Wir schwiegen, bevor er das Schweigen mit einer Frage brach. „Warum probierst du nicht die App aus? Du wirst tonnenweise Matches bekommen.“

Ich kicherte. „Ich habe wirklich keine Zeit zum Daten.“

Er runzelte die Stirn. Wir fuhren auf den Parkplatz des Supermarktes und stiegen beide aus. Während wir gingen, fuhr er fort. „Warum? Ich habe dich noch nie über jemanden reden hören oder jemals ausgehen sehen. Du lehnst jeden ab, der dich um ein Date bittet. Es wäre schön, wenn du jemanden hättest, weißt du?“

Ich hatte jemanden. Er war mein Ein und Alles. Ich hatte ihn wieder, aber jetzt war ich nichts für ihn.

„Vielleicht“, dachte ich laut. „Ich bin nicht dagegen.
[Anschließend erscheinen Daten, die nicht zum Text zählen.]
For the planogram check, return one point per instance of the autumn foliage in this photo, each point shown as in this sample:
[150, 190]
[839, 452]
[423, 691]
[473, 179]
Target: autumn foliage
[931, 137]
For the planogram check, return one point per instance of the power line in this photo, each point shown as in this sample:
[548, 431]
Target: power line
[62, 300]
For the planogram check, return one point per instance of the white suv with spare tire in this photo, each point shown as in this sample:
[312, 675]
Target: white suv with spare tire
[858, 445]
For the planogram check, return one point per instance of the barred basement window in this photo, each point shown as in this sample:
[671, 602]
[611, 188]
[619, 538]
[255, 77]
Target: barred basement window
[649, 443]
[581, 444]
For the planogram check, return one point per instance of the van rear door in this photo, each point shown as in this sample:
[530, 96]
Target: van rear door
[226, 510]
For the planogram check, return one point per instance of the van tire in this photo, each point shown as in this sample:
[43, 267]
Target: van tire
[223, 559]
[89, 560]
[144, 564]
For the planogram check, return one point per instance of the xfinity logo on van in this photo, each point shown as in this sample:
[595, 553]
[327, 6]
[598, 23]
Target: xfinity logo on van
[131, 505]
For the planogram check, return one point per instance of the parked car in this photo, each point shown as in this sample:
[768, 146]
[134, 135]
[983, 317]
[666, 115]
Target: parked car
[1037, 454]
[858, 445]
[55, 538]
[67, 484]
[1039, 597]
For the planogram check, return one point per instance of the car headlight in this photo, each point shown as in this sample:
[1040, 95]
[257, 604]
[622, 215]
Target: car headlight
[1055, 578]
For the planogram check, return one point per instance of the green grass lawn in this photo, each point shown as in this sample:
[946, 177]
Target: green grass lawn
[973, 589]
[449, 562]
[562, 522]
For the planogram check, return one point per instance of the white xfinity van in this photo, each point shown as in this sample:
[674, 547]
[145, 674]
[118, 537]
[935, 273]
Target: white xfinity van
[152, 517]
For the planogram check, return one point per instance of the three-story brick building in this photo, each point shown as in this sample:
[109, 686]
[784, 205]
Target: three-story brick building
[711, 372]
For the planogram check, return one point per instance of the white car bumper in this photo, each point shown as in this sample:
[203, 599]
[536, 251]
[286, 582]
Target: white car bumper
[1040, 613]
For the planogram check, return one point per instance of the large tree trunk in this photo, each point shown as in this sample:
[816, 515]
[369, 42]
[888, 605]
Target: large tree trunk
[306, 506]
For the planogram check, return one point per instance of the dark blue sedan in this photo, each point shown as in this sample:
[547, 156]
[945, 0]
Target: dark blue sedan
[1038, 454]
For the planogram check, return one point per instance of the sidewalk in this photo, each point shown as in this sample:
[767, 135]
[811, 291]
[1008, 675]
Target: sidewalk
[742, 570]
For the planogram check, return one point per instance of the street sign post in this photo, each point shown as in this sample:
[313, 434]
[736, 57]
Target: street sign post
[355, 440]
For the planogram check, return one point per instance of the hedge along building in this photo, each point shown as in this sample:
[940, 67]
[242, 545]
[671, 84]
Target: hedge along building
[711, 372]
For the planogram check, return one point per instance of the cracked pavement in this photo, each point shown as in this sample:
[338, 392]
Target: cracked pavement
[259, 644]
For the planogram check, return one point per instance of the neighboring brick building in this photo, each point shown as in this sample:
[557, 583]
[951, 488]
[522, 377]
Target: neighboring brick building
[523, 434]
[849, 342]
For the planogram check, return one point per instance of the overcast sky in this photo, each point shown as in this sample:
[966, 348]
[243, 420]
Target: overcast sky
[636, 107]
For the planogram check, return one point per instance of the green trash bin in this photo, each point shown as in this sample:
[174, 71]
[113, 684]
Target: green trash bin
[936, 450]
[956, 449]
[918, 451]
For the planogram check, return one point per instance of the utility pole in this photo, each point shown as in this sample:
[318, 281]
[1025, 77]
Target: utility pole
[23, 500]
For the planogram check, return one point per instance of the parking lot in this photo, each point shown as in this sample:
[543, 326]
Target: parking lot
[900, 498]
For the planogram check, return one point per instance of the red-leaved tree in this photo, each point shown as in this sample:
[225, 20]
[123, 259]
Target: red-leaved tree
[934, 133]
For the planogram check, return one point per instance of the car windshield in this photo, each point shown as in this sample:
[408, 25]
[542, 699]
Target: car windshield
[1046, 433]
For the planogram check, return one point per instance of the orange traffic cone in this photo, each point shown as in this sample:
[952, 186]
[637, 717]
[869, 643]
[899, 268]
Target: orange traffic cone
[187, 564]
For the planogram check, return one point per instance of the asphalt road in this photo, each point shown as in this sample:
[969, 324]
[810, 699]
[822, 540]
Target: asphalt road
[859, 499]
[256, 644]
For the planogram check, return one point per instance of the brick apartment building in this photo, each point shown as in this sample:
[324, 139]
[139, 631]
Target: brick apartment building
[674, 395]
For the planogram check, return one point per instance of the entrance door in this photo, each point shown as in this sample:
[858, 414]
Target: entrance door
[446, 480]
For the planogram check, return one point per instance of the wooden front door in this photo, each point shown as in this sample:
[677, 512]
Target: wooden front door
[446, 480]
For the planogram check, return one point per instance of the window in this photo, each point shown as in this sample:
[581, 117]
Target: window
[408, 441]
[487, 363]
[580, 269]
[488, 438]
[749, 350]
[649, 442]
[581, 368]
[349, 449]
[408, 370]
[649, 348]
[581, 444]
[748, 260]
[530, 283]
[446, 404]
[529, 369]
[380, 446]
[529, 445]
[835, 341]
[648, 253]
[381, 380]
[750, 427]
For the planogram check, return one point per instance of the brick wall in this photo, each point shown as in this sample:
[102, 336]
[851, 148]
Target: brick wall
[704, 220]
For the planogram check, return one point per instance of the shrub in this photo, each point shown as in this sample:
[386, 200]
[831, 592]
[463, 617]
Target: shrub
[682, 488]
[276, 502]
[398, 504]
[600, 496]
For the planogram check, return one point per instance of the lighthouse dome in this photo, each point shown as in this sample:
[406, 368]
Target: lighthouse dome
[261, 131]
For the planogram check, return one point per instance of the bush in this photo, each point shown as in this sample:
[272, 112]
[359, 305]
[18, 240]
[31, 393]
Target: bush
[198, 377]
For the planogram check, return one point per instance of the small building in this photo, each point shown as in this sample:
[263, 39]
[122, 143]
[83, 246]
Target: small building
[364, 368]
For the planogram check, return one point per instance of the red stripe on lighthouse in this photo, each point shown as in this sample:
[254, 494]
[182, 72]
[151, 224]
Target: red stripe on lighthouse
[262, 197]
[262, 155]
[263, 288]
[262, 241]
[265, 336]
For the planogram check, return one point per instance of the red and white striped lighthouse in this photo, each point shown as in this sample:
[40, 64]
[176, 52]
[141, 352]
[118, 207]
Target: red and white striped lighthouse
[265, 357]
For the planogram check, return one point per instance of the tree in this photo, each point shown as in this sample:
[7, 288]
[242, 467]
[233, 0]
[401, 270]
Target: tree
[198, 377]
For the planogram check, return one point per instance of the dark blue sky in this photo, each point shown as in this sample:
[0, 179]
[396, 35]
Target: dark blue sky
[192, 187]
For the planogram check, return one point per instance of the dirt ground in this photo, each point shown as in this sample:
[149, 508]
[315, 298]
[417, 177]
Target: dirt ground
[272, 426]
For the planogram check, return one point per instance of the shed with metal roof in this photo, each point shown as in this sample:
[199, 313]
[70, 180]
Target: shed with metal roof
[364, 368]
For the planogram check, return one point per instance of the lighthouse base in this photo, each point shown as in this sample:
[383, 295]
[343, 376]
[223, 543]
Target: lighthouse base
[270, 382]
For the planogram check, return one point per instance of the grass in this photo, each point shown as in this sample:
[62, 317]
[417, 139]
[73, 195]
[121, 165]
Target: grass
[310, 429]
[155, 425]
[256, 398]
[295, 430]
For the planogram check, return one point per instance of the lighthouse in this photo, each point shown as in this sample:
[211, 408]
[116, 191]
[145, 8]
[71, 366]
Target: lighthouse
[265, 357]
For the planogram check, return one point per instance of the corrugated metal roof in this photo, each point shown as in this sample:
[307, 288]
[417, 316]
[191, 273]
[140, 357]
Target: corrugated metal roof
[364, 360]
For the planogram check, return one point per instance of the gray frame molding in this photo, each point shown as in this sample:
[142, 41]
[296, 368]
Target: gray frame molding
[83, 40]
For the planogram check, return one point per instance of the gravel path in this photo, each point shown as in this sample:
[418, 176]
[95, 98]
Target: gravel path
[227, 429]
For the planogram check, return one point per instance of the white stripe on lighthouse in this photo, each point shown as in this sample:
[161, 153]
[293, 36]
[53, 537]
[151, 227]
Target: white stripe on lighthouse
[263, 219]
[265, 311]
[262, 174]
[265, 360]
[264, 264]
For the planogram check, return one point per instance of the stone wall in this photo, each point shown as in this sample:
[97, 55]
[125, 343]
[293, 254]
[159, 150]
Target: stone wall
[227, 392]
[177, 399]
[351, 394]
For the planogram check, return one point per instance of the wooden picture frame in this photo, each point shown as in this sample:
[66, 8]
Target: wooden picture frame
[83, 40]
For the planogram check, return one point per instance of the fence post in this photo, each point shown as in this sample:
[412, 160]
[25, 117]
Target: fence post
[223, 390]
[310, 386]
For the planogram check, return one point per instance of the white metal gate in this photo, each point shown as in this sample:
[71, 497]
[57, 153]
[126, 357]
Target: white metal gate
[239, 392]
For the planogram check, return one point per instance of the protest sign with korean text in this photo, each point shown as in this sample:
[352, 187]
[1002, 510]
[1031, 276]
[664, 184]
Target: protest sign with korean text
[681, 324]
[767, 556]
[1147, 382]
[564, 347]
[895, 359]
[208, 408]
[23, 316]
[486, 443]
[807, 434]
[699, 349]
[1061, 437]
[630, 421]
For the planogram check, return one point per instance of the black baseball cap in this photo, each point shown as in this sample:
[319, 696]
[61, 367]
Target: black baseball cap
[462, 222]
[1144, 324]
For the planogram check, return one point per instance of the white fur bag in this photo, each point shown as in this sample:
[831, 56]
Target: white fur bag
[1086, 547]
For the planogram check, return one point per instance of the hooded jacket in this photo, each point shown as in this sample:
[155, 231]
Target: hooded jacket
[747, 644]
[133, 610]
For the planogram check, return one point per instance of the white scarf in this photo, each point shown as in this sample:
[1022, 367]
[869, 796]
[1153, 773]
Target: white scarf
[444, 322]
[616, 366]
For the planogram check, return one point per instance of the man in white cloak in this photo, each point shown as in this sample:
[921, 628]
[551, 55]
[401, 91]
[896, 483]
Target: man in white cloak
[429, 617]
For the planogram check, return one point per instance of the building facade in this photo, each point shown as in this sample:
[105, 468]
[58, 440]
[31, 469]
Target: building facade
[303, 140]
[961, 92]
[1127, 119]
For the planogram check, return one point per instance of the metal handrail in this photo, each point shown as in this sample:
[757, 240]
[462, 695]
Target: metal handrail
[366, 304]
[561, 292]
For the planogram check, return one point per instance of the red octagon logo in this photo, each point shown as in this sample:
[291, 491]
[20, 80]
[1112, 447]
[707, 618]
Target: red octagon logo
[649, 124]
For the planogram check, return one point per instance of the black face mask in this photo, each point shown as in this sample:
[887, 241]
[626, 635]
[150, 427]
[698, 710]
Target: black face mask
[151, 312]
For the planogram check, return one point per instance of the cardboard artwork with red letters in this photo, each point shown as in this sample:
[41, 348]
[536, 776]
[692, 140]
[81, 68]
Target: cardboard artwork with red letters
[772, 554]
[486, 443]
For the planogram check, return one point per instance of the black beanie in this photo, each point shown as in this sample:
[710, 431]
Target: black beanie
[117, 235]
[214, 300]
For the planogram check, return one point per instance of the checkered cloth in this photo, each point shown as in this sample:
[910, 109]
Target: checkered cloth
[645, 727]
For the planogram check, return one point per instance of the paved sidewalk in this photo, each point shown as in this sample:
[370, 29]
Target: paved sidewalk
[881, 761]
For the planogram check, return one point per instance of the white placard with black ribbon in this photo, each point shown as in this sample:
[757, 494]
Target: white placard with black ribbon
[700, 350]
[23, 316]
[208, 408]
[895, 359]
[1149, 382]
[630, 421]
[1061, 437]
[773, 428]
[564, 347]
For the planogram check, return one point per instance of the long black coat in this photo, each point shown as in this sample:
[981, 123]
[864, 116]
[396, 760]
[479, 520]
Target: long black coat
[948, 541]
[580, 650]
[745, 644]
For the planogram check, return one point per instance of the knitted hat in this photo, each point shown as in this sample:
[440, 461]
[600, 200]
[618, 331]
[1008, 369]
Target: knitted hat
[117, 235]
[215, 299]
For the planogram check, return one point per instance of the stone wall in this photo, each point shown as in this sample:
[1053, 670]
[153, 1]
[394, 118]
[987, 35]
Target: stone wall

Ich möchte einfach nicht aktiv nach etwas suchen.“

„Wann hattest du das letzte Mal einen Freund?“

Ich rollte mit den Augen. Wir waren in der Milch- und Fleischabteilung, und ich begann, meinen Wagen mit Milchflaschen und etwas Hühnchen zu füllen.

Wenn ich darüber nachdachte, hatte ich nie einen Freund. Als ich zögerte, weiteten sich seine Augen. „Du hattest nie einen Freund?“

„Da war jemand“, murmelte ich. „In der Highschool.“

„Das zählt nicht“, schüttelte er den Kopf.

Ich sah ihn entsetzt an, denke ich. Und ungläubig. Es zählte. Natürlich zählte es.

„Warum?“

Er zuckte mit den Schultern. Wir waren zur Obst- und Gemüseabteilung weitergegangen, und er begann, meinen Wagen mit zu vielen roten Paprikaschoten zu füllen. „Du bist einfach unreif dann, denke ich. Die Gefühle sind nicht echt.“

Warum würde er das sagen? Die Gefühle, die ich für Felix hatte, waren echt. Die Gefühle, die Felix für mich hatte, waren echt. Er konnte das nicht mit dieser Aussage über jugendliche Unreife auslöschen.